If you've used Google maps to look at the trail corridor, what do you  
see in MD, PA, NJ, NY, CT? Where is the trail more than a 30 minute  
walk in the woods from a road / farm / developed lot? If you've hiked  
at night in these areas, especially in the winter, how undeveloped  
does the area seem as measured by the number and proximity of lights  
you can see at any moment? When you lie down to sleep at a shelter,  
do you hear just owls and planes, or owls and planes mixed in with  
motorcycles revving, trucks clunking over expansion joints, dogs  
barking, kids yelling, and so on? Is it always just fellow hikers at  
the shelter?

By contrast, there are many sections of trail in VA where an entire  
vista may contain just a few farm buildings, and mostly relatively  
undisturbed woods. At night it's dark, dark, very, very dark, and  
dead quiet but for wild animals and airplanes.

Hikers I have met often say the AT in PA is a "backwoods expressway,"  
and that for a genuine wilderness experience, you have to keep  
driving north to places like Tioga County PA (central PA, near the NY  
border). Although I quarrel with the characterization as an  
expressway, speaking strictly in geographic and demographic terms,  
they're right. So why not embrace that role to accomplish some of  
what the new ATC has in mind: education, preservation of heritage and  
culture, wildlife monitoring, water quality monitoring, migratory  
path preservation, and so on. Whatever resources we garner, we will  
not be able to preserve everything in its present state of wildness.  
My preference would be to keep genuinely wild areas wild, and resign  
ourselves to adopt the trail to its new setting in those areas where  
we lose the fight and development creeps in. What choice do we have?

Then there is the matter of politics that you mention. Many wild  
areas through which the trail passes are undeveloped only because the  
citizenry are poor. It is Appalachia, after all. In some cases, we've  
got the land because the federal government kicked out most of the  
population that was there. Those people who remain are disconnected  
from the national and global economy, some by choice, some by  
circumstance. But for those who want it, globalization and  
technological advances have the potential to provide connectivity. In  
the decades ahead, a sea change in the economies of towns bordering  
the trail is possible. I view this as a mostly good thing for  
humanity, but it does pose a number of dilemmas for us. From a  
political point of view, it will be tough for any politician at the  
state or local level to argue against connectivity and growth. I've  
heard Rendell (PA governor) talk on this point, and he clearly states  
he will favor economic development over preservation in poverty- 
stricken areas of the state every time (and who can blame him). At  
the federal level, we are in an era where environmental concerns are  
taking a back seat, so that will be a hard sell too.

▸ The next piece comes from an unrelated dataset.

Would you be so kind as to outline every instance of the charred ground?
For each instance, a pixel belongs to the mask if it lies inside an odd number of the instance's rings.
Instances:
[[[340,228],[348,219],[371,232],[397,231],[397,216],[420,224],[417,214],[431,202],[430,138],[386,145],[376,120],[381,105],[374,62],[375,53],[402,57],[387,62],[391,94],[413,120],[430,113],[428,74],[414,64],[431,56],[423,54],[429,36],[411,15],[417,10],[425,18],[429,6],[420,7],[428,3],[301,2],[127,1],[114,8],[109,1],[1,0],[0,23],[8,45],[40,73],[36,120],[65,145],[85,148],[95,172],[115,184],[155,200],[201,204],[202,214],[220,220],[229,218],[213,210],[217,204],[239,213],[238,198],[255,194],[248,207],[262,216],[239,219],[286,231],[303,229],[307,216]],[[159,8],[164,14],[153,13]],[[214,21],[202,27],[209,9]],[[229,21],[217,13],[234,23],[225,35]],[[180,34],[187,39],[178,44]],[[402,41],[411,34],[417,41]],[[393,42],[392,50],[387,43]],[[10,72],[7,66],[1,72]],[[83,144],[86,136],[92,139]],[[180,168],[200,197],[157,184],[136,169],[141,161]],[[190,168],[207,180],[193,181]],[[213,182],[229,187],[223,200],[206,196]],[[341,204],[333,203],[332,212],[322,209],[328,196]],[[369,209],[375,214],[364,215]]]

So here's what we need to do as a last resort:

* Push for development that minimizes sprawl in favor of concentrated  
housing and open space built into the development, nominally, open  
space backing up to the AT corridor. This will also be a hard sell in  
a culture that favors half-acre, fenced and groomed mini-fiefdoms for  
every family. (Everything we are doing is a hard sell, I guess that's  
an overarching theme.)

* Push for business development that has minimal impact. Right now,  
it seems the development that does occur (skiing, car racing,  
motocross, airports) has maximal impact, and helps the people who  
already live near the trail very little. In short, it's a lose-lose.

It isn't all bad. If we have a bigger population of young people  
close to the trail, moving in from other places, at least it provides  
more opportunities for outreach with people who do not have wholly- 
formed attitudes about the backwoods ingrained since birth.

By the way, I walked the area of the Trail under threat by motocross  
this summer. Walker Mountain is privately owned. It's a classic case:  
in an area that is basically connector trail between national forest  
lands, and therefore more exposed to human activity. In other words,  
just like most of the mid-Atlantic region.